En 1987, le marché de la vidéo en France connaît une mutation profonde qui voit l’explosion de la vente de K7 au grand public via l’ouverture de nouveaux circuits de distribution que sont la Vente Par Correspondance et surtout la grande distribution. En effet, le circuit traditionnel de vente pour les éditeurs se limitait auparavant aux seuls vidéoclubs. De fait, les prix chutent de façon spectaculaire, passant de 600 à plus 1000 F la K7 à une fourchette comprise entre 100 et 200 F.

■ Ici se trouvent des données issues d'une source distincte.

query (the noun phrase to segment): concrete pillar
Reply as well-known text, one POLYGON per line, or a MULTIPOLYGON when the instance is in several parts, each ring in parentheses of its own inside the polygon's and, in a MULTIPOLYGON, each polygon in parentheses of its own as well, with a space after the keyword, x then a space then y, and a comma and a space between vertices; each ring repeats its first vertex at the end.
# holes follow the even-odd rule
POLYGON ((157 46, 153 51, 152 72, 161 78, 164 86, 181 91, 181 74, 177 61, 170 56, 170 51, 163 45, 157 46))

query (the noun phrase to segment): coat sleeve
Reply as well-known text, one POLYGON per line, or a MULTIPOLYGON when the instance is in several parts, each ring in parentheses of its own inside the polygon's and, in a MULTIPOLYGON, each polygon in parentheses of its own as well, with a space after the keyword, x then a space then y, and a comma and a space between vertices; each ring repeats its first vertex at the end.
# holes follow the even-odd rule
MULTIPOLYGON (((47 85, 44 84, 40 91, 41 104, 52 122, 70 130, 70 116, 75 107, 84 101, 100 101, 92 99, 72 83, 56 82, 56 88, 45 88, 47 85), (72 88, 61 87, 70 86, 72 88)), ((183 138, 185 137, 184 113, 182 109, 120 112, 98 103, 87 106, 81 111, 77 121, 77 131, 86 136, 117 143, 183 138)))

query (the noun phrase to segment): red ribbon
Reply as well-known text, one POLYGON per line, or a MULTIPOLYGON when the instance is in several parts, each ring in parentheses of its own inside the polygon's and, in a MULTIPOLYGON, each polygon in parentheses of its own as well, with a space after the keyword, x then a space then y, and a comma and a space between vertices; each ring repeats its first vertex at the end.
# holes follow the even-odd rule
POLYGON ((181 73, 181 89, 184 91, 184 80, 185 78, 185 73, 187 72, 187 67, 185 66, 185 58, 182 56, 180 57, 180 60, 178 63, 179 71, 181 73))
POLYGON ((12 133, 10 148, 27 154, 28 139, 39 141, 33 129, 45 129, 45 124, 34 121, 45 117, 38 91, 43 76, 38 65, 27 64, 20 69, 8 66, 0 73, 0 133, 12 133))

C’est à ce moment que nos deux hommes restructurent (en surface) leur entreprise. Victory Vidéo et ses labels / éditeurs sont morts ! Vive Atlantic Home Vidéo ! C’est sous ce nouveau nom que l’activité d’édition se poursuivra (pour un temps seulement…). D’ailleurs, pour simplifier la visibilité des titres, tous les films édités précédemment sous les multiples labels de la galaxie Victory se retrouvent estampillés du sceau d’Atlantic Home Vidéo (un nom par ailleurs allègrement piraté à une société de production américaine…). La décision est prise, Houri ne travaillera plus pour les vidéoclubs mais axera sa politique de commercialisation uniquement sur la vente en grandes surfaces - et très peu de temps, au tout début d’Atlantic, en VPC. Le schéma est alors simple : Atlantic Home Vidéo édite (réédite) des films qui sont distribués par… Initial Distribution Vidéo, une entité créée en fait depuis le 19 février 1985 (holding des activités de Houri) mais qui n’apparaît en tant que telle et sous son nom qu’à partir de ce moment-là. A noter que le logo animé INITIAL que l'on trouve au début de certaines cassettes a purement et simplement été volé au studio d'animation de Steven Lisberger, réalisateur de "Tron" ! INITIAL / Lisberger Studios (Merci à Vincent Potel pour l'info)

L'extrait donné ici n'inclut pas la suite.